Let’s look at the second part of the statement: the good-natured “not that it matters!” Well, hmm, let’s think about that for a minute. Are you sure it doesn’t matter? I am tempted of course to say, right, it doesn’t matter a bit, but that’s the lazy way out. I think we do assign value differently to poems we think of as being constructed from rescued materials than we do to poems that we imagine might have been “inspired.” The assignment of value depends very much on who is doing the assignment and what their “valor sets” are for poetry. I like to keep my valor set somewhat uncodified, although I will swear up and down that I know what poetry is and what it is not, and that when I feel it to be good, I can argue for why I believe so and how it fits into my model of poetry.
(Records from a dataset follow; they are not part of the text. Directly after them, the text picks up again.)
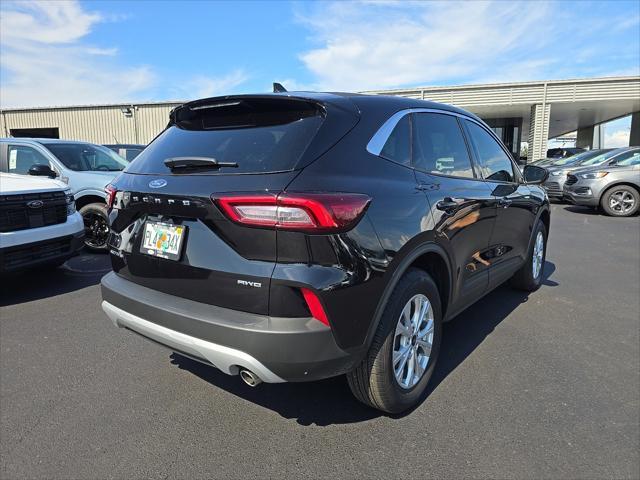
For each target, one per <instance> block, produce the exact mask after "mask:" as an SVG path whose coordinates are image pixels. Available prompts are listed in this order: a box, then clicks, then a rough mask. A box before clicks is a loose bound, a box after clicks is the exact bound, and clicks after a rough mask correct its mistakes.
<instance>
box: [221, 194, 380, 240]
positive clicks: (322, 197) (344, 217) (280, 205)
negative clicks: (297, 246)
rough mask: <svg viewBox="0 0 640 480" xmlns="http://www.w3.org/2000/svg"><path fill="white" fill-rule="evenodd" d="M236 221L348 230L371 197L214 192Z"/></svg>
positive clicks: (304, 194)
mask: <svg viewBox="0 0 640 480" xmlns="http://www.w3.org/2000/svg"><path fill="white" fill-rule="evenodd" d="M212 199H213V201H214V202H216V203H217V204H218V205H219V206H220V208H221V209H222V211H223V212H224V213H225V215H227V217H229V219H231V220H233V221H234V222H237V223H241V224H244V225H253V226H256V227H269V228H278V229H284V230H301V231H334V230H336V231H337V230H346V229H348V228H349V227H351V226H353V225H354V224H355V223H356V222H357V221H358V220H359V219H360V217H361V216H362V214H363V213H364V211H365V209H366V208H367V205H369V202H370V201H371V198H370V197H368V196H367V195H362V194H358V193H282V194H280V195H277V196H276V195H268V194H246V195H245V194H243V195H224V196H215V195H214V196H212Z"/></svg>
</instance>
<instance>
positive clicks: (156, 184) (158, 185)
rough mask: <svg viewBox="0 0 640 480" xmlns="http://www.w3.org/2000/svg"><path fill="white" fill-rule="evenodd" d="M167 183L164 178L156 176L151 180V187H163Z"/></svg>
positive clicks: (150, 184) (166, 183) (156, 187)
mask: <svg viewBox="0 0 640 480" xmlns="http://www.w3.org/2000/svg"><path fill="white" fill-rule="evenodd" d="M166 184H167V181H166V180H165V179H163V178H156V179H155V180H151V181H150V182H149V186H150V187H151V188H162V187H164V186H165V185H166Z"/></svg>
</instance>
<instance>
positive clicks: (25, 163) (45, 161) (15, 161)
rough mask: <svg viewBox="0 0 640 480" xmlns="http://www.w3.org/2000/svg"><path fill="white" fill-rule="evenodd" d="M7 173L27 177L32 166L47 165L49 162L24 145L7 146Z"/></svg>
mask: <svg viewBox="0 0 640 480" xmlns="http://www.w3.org/2000/svg"><path fill="white" fill-rule="evenodd" d="M7 159H8V160H9V169H8V172H9V173H17V174H19V175H27V174H28V173H29V169H30V168H31V167H33V166H34V165H49V160H47V158H46V157H45V156H44V155H43V154H41V153H40V152H39V151H38V150H36V149H35V148H33V147H28V146H26V145H9V147H8V149H7Z"/></svg>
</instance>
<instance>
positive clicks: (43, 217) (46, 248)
mask: <svg viewBox="0 0 640 480" xmlns="http://www.w3.org/2000/svg"><path fill="white" fill-rule="evenodd" d="M83 238H84V225H83V223H82V217H81V216H80V214H79V213H77V212H76V208H75V204H74V201H73V195H72V194H71V190H70V189H69V187H68V186H67V185H65V184H64V183H62V182H59V181H57V180H50V179H48V178H37V177H27V176H24V175H13V174H9V173H2V172H0V273H1V274H5V273H8V272H15V271H17V270H21V269H24V268H28V267H34V266H42V265H51V266H57V265H60V264H62V263H64V262H65V261H66V260H67V259H68V258H70V257H72V256H73V255H75V254H76V253H77V252H78V250H79V249H81V248H82V244H83Z"/></svg>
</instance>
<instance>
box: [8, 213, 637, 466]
mask: <svg viewBox="0 0 640 480" xmlns="http://www.w3.org/2000/svg"><path fill="white" fill-rule="evenodd" d="M548 252H549V253H548V257H547V264H546V266H545V276H546V280H545V282H544V286H543V287H542V289H541V290H539V291H538V292H536V293H534V294H532V295H530V296H528V297H527V295H525V294H522V293H520V292H515V291H513V290H510V289H509V288H508V287H501V288H500V289H498V290H496V291H494V292H493V293H491V294H490V295H489V296H488V297H486V298H485V299H483V300H482V301H480V302H479V303H478V304H476V305H475V306H473V307H472V308H470V309H469V310H467V311H466V312H465V313H463V314H462V315H460V316H459V317H458V318H457V319H455V320H454V321H453V322H451V323H449V324H447V325H446V326H445V329H444V343H443V351H442V354H441V357H440V360H439V364H438V366H437V368H436V372H435V376H434V378H433V379H432V382H431V386H430V394H429V396H428V398H427V399H426V400H425V401H424V402H423V403H422V404H421V405H420V406H419V407H418V408H417V409H416V410H415V411H413V412H412V413H410V414H408V415H405V416H401V417H389V416H384V415H381V414H380V413H379V412H376V411H374V410H370V409H368V408H366V407H364V406H362V405H361V404H359V403H358V402H357V401H356V400H355V399H353V398H352V396H351V393H350V391H349V388H348V386H347V383H346V381H345V380H344V379H343V378H336V379H331V380H326V381H322V382H316V383H309V384H284V385H264V384H263V385H261V386H259V387H258V388H255V389H251V388H250V387H247V386H245V385H244V384H243V383H242V382H241V381H240V380H239V379H238V377H227V376H225V375H223V374H222V373H219V372H217V371H216V370H214V369H212V368H209V367H205V366H201V365H199V364H197V363H195V362H193V361H191V360H188V359H186V358H183V357H180V356H179V355H176V354H172V353H171V352H169V351H167V350H165V349H163V348H161V347H159V346H156V345H154V344H151V343H149V342H147V341H145V340H143V339H141V338H139V337H137V336H135V335H132V334H130V333H127V332H126V331H123V330H120V329H116V328H115V327H113V326H112V325H111V323H110V322H109V321H108V320H107V318H106V316H105V315H104V314H103V313H102V310H101V309H100V307H99V304H100V292H99V279H100V277H101V276H102V275H103V274H104V273H105V271H106V270H107V269H108V260H107V258H106V256H99V255H84V256H82V257H79V258H76V259H74V260H72V261H70V262H69V263H68V264H67V265H66V266H65V267H62V268H60V269H58V270H56V271H53V272H38V273H37V274H36V275H34V274H32V275H23V276H20V277H18V278H14V279H11V281H7V280H4V281H3V283H2V292H1V293H0V295H2V297H0V302H1V305H2V307H0V367H1V368H0V375H1V377H0V410H1V412H0V415H1V425H0V427H1V428H0V435H1V449H0V453H1V462H2V465H1V470H0V477H1V478H3V479H10V478H65V479H66V478H83V479H86V478H140V477H153V478H165V477H185V478H202V477H208V478H212V477H214V478H268V477H273V478H286V477H291V478H341V477H357V478H365V477H367V478H379V477H384V478H421V477H449V478H463V477H467V478H468V477H485V478H507V477H508V478H516V477H517V478H558V477H565V478H567V477H571V478H638V477H640V466H639V462H640V458H639V454H638V451H639V448H640V413H639V412H640V405H639V396H640V394H639V392H640V338H639V332H640V318H639V313H638V312H639V311H640V295H639V294H640V218H639V217H634V218H626V219H625V218H623V219H618V218H610V217H605V216H602V215H599V214H597V213H595V212H592V211H591V210H588V209H582V208H579V207H572V206H566V205H553V212H552V228H551V238H550V242H549V251H548Z"/></svg>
My guess is that you, Cy, would like to test your cognitive reaction to the poem against your valor set. That’s perfectly understandable. We all do that.
I’m also wondering whether anyone rather dislikes the poem, maybe finds it too closed or too “poetic,” or too confrontational, or lacking in innovation, perhaps. Or maybe you find something a little naggy about it, or a little neurotic, or just dully unconceptual.
I’m super-tired. I would like to be at the Poetry Project tonight listening to Chris Nealon and Catherine Wagner, I would like that very much, but I’m just too tired. I really thought I was going to lose it on the train to work this morning: the door closing bell made me want to let loose a big guttural scream.
Which reminds me, how come women get maternity leaves for THREE MONTHS per baby when women who choose to be artists instead of having babies don’t ever get TIME OFF to make their ART or write their POEMS? I suppose this unfairness could count for men, too. I want THREE MONTHS OFF RIGHT NOW. Do all those BABIES really “contribute more to society” than all this potential unmade art and poetry would? Or do they just DRAIN it with all their NEEDS? I’m almost ready to fake a pregnancy.